Good morning lovely ,It was so nice chatting with you yesterday :)
I'm feeling blessed right now that you chose to talk with me and hopefully get to know each other.... A little more about me and my son..My son name is Martin, he's 12 years old, and is a great kid.He is gentle with smaller kids and girls plays well with all kids.He doesn't ever pick on anyone or start a fight,but he won't allow anyone to mess with him, he is sweet sensitive yet very confident and brave.He is respectful and doesn't ignore what he must do, he likes to have conversations about things, anything.I'm telling he's a great child,if you meet him I know you'll adore him. Well my wife passed away from cancer, it was not easy,Martin does not remember that terrible times, He remembers his moms long hair and he has sweet memories only, he looks very much like his mom which is a good thing for him as he sees it...
He does want me to be happy again, has been bugging me lately, so I am trying now...

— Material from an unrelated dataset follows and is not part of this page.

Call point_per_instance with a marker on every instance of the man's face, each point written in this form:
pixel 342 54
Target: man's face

I am single because after my late wife passing, I couldn't bare to think of dating, I was only concerned about my little boy's health n safety and raising him as best as I could. I didn't feel anything in my heart to think of dating. My son was the one that changed that when he kept on asking me questions and telling me he wants me to be happy and wants me to find someone to laugh and kiss as he said. My sweet boy kept on saying that he wants to see me with a nice lady and we can go out together all of us, and be a family, so I decided to open my mind and heart and start thinking about how nice it would be to feel love again. It was a long process lol, for me to feel the need I feel the need for love again in my life. I had met a couple of women but they were unfortunately not okay with me having a child, so they were not for me at all. Our children are everything....Don't you think so?

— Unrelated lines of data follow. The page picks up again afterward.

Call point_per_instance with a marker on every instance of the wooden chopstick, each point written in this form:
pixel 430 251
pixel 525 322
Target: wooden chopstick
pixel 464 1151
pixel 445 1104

I do love to cook and I do cook quite well also, I would love to cook for you one day beautiful...
My little boy is my pride and joy literally. We do alot together and its important to me....to be there for him.I work many hours because I choose to really I always take on many projects, I am selfish that way I want to be the one to complete them in perfection...I have made a good life for us and I just enjoy working because it is what fuels me really... I don't date much so it is what I put all my time in haven't found something to focus on that will make me happy it has been a while since I felt love and honesty, real trust and belief in someone....I am very passionate about life and focus on everything that makes us happy and the people that I love happy... My folks have both passed away, they had me at a very late age and they were always very much in love and connected my loving parents gave me everything to build me up to be strong happy secure loving and fair and I will always love miss and be grateful to them or everything.... Such is life..... The only family I have are my late wife's parents who live pretty near and they adore their grandson... My late wife was a twin and her twin was stillborn so we were both only children. I keep in contact with her parents they have always been supportive and loving and never meddled I never once remember getting annoyed with them at all.... I try to take care of them and we see each other once a week I am there for them and they only wish and urge me to find someone to be with,someone who will love me for me and I can be complete one day..... who knows.... Its not that I want to talk about the past not at all, but it is part of me of my life and it explains me so I only talk about it to show myself to you slowly of what has made me to be and was part of our life....
You have brothers and sisters? Are you close to your family? Is there anything you want to share with me?
Has it been long since you were in love or had that someone special in your life???I wonder how come noone has snatched you up yet? You look so smart, honest, strong beautiful sweet and adorable......(please don't be offended, I mean this is the truest sweetest way)
I really do hope to hear from you soon
Many smiles and positive thoughts your way
Garry
Letter 2

Good morning beautiful Toni,with the beautiful name,It was wonderful reading your message :)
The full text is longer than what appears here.